Flashes of rudimentary satire briefly deepen Scott and Kate’s desperation over having to tell Alex that she won’t be able to attend college. In the film’s best scene, the couple slowly realizes that they’re incapable of bending to the will of their financial reality but have also pampered Alex to such an extent that they’re ready to risk prison in order not to disappoint her. But instead of then exploring the social and economic complexities of a parent-daughter relationship predicated on ideological difference like in Toni Erdmann, the filmmakers use these dynamics as a pretense for a series of sight gags and enervated spoofs of everything from The Sopranos to Fight Club.

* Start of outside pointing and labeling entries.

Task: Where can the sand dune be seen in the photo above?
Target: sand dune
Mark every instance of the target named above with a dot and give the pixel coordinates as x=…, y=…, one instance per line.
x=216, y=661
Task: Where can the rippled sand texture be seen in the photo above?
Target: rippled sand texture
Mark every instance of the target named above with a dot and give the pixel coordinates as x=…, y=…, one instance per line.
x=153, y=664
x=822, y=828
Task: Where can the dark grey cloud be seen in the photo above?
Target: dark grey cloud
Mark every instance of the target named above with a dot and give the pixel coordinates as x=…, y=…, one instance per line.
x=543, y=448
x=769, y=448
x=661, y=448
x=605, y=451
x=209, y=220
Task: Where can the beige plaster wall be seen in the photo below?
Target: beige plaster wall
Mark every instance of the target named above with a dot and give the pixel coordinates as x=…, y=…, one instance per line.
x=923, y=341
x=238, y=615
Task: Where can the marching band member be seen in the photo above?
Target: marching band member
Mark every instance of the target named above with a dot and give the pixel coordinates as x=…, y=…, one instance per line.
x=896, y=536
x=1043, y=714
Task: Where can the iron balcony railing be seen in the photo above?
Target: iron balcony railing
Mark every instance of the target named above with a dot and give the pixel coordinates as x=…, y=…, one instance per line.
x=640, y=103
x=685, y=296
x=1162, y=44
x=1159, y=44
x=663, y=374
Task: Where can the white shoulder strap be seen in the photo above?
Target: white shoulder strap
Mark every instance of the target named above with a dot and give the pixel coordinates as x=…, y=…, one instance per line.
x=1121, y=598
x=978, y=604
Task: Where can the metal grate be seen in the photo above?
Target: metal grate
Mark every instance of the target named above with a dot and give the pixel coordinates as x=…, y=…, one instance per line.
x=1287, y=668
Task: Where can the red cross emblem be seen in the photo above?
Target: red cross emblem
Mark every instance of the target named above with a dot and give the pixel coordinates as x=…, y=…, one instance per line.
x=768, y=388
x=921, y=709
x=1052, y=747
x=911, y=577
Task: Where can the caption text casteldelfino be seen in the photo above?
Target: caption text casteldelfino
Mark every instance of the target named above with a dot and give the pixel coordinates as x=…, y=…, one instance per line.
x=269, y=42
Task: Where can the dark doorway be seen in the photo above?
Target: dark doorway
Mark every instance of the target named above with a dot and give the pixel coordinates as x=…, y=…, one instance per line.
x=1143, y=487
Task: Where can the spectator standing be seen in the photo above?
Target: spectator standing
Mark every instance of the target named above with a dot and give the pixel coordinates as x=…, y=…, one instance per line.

At its worst, The House deploys scenes that exploit topicality for a dead-end joke, as when Frank, who’s confronted by a police officer, Chandler (Rob Huebel), while searching for missing cash in the woods, pulls a cellphone from his pocket and starts live-streaming the altercation. That the act prompts Chandler to claim that he will “murder” Frank if he doesn’t stop recording exemplifies writer-director Andrew Jay Cohen and co-writer Brendan O’Brien’s sense of what’s funny about conflicts between divided interests: that they routinely end in histrionic shouting matches and threats of violence.
The film’s idiocy extends to its aligning of Scott and Kate’s transformation into axe- and blowtorch-toting badasses with hip-hop and black culture, so that one of their debt-collecting rampages is scored to Snoop Doggy Dogg’s “Gz and Hustlas.” The pairing of act and music isn’t so much farce as inane fodder for ensuring The House’s removal from anything resembling genuine social commentary, but it also indulges the laziest form of cultural fantasy, where the awkward, middle-aged white couple is allowed to engage in cultural appropriation for a spell before returning to their dull middle-class lives, and all without consequence. After all, it’s not the parents, but Bob (Nick Kroll), head of the town council, who’s ultimately to blame for Alex’s educational deprivation, since he siphoned the funds from her scholarship as a means to shower Dawn (Allison Tolman), a fellow council member, with expensive gifts.
The House’s limp comedic pieces are only sporadically enlivened by a game cast, particulalrly Mantzoukas, who captures Frank’s conflicting desires to satisfy his gambling addiction and win back his estranged wife (Michaela Watkins) with an apt mania that belongs in an altogether shrewder comedy.